332.9
Reflections on the New Patterns of Exclusion within the Working Class: Exclusion As “Omission” and the Struggle of Homebased Workers Union in Turkey

Wednesday, July 16, 2014: 4:45 PM
Room: F204
Distributed Paper
Dilek HATTATOGLU , Sociology, Mugla Sitki Kocman University, Mugla, Turkey
Homebased work, one of the most expanding work forms in the context of globalisation, has been one of the most invisible forms of work in the world including Turkey. This invisibility can be related to its women concentration in the male dominant world of existing organisations and systematic negligence of the second. This is why homebased workers, like other informal workers, have found ways of organising themselves. So, these new agents with different aims and scope, and consequently organising strategies, have entered to the fields of social movements and formal social policy. 

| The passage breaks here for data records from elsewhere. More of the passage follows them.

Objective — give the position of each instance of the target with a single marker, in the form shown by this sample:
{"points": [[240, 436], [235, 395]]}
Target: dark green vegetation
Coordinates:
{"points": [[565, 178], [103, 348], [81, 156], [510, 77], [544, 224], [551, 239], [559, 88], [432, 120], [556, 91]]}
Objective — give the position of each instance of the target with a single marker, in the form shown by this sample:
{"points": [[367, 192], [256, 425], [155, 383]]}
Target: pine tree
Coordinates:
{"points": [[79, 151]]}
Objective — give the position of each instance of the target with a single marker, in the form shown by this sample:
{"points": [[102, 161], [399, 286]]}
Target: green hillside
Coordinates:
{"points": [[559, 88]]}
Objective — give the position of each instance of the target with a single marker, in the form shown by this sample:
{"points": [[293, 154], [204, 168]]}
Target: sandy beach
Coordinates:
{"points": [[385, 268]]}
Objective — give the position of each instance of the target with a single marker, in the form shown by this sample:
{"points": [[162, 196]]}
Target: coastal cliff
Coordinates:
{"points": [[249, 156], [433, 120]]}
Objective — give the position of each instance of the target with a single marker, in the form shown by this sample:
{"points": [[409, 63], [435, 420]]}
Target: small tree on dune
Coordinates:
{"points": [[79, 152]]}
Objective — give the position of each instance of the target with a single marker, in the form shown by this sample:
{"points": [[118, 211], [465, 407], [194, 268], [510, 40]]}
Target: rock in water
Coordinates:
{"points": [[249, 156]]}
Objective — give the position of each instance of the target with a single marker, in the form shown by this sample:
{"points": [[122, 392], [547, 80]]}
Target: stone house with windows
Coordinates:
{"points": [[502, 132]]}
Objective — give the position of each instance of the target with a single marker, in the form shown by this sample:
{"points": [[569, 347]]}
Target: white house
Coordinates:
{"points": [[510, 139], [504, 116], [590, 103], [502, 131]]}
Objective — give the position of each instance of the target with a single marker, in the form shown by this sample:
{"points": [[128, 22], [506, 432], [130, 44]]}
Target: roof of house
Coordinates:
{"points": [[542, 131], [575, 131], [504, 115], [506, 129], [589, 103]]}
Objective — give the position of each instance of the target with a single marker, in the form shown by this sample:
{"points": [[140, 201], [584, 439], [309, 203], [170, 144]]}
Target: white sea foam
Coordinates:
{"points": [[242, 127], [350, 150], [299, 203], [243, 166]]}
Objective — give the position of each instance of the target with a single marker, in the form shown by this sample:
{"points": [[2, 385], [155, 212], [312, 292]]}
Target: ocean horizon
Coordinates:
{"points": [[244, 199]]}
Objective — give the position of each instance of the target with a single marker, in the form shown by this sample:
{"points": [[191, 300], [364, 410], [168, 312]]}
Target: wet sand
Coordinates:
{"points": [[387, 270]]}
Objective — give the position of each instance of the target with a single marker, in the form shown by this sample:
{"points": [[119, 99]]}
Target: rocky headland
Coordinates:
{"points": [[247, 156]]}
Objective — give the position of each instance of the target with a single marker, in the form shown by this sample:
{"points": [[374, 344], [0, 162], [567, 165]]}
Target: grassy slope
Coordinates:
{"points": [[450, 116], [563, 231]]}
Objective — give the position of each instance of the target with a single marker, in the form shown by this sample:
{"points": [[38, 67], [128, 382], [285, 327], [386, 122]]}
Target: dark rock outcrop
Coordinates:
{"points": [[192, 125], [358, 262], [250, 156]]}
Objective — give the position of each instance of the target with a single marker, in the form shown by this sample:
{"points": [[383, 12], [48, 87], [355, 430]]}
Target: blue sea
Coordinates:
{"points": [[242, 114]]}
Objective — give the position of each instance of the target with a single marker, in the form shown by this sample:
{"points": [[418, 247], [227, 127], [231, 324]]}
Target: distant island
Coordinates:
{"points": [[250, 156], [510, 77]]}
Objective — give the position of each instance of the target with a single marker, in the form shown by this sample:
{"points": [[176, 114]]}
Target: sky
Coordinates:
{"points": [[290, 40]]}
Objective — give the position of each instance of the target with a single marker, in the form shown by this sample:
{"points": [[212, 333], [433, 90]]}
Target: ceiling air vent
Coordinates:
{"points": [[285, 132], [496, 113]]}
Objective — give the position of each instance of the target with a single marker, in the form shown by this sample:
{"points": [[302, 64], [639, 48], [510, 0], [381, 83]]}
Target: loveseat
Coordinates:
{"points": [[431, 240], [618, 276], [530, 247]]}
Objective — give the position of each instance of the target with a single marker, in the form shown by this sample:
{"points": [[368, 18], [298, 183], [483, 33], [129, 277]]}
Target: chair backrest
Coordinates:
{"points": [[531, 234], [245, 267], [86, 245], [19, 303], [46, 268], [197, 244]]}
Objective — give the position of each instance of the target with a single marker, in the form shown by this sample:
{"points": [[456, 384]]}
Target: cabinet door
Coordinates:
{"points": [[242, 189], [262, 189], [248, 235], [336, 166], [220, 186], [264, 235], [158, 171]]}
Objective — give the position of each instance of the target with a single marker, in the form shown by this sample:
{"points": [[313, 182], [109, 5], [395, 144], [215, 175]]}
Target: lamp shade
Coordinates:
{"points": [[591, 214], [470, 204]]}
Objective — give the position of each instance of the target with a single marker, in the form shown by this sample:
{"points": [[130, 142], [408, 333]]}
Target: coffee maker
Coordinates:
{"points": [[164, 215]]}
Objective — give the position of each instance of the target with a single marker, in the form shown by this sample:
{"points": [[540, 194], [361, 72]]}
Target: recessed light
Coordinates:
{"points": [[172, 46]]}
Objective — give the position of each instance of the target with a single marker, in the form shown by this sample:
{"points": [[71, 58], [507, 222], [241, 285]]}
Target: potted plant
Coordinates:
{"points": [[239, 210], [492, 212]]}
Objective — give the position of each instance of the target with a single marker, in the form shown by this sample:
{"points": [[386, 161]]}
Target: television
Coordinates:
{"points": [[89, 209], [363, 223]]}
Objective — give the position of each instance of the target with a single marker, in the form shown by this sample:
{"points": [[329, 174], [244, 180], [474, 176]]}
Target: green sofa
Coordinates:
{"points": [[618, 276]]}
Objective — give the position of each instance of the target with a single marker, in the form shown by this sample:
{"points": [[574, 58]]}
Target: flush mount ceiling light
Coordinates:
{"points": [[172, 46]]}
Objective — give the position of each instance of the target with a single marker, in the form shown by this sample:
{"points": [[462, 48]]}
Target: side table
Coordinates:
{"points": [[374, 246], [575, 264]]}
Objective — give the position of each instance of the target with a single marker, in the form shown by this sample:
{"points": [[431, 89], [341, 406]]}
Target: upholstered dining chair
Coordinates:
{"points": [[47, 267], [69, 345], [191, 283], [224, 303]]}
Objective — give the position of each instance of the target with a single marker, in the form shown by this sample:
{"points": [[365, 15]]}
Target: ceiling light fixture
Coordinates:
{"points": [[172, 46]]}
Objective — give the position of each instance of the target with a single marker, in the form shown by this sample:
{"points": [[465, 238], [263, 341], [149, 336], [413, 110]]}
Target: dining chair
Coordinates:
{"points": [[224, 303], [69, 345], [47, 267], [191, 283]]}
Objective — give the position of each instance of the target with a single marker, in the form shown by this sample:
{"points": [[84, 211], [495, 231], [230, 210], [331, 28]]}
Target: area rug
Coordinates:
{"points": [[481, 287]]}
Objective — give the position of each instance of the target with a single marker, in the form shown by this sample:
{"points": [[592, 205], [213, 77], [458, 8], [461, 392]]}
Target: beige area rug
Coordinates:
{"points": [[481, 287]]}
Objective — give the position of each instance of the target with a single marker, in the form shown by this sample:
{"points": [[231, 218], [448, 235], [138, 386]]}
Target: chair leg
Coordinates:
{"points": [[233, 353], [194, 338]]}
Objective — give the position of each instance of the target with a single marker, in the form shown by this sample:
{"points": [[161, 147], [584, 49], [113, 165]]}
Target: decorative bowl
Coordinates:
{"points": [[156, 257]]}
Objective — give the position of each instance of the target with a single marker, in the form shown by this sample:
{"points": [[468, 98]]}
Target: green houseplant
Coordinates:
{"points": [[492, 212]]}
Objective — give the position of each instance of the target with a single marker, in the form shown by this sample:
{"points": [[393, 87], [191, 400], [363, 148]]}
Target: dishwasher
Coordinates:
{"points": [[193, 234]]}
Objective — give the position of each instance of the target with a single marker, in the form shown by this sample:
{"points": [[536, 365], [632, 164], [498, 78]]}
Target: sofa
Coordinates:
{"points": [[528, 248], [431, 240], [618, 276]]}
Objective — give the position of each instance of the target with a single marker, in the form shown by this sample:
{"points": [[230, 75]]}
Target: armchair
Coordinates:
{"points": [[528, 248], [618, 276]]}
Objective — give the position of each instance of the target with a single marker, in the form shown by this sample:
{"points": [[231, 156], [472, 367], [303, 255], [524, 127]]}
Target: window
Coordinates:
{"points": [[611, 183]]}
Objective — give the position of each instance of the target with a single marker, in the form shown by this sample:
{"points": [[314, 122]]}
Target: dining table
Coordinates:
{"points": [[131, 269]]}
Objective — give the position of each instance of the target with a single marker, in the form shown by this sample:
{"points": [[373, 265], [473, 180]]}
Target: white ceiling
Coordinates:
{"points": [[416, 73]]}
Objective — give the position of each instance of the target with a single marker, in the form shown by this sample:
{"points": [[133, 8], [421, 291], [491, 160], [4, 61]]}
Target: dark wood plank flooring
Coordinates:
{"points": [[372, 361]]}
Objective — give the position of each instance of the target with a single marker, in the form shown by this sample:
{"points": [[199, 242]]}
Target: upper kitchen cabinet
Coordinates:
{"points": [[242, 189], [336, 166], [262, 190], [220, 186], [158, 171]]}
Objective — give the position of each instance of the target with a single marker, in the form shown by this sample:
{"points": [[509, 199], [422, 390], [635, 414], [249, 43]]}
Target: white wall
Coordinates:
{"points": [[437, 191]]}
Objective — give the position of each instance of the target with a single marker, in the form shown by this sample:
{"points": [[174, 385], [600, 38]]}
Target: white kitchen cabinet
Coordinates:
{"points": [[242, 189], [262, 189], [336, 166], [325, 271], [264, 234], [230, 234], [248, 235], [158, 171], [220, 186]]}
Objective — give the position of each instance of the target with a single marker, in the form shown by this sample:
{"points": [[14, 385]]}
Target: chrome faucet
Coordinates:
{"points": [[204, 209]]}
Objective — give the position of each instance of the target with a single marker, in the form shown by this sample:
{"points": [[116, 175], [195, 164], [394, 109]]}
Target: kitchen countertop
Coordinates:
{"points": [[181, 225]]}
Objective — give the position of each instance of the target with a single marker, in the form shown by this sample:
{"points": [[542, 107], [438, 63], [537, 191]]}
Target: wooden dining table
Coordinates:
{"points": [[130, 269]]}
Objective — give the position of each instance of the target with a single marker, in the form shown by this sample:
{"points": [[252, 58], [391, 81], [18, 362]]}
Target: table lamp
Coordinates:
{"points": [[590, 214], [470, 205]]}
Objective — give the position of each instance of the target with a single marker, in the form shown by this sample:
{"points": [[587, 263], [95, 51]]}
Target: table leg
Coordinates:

This development has not only an important effect on the field of social movements and public social policy, also marks a significant transformation in the patterns of exclusion: a shift from mere exclusion to an ‘inclusive’ one, at least in Turkey. In the past, exclusion was mainly in the form of almost complete denial of the existence of homebased work and these workers, now their acceptance as  full workers does not make a sense in the decision making processes of social policy or in the context of social movements. Almost every concrete instances, they are forgotten to be invited to involve in.  This negligence can also have several forms: to forget they are workers,  union is not a charity association, they are not experts working for it... In some instances, when they make corrections,  they are oftenly treated as ‘hysterical’ , over-emotional women expressing anger improperly.

This paper describes these new patterns and takes the “omission”, as the most common form of exclusion  in the case of homebased workers’ organising in Turkey. By exploring the perspective of the representatives of social movements/organisations who omit systematically, and then, by discussion of these data  with union members, aims to contribute the exploration of grounds of solidarity and action.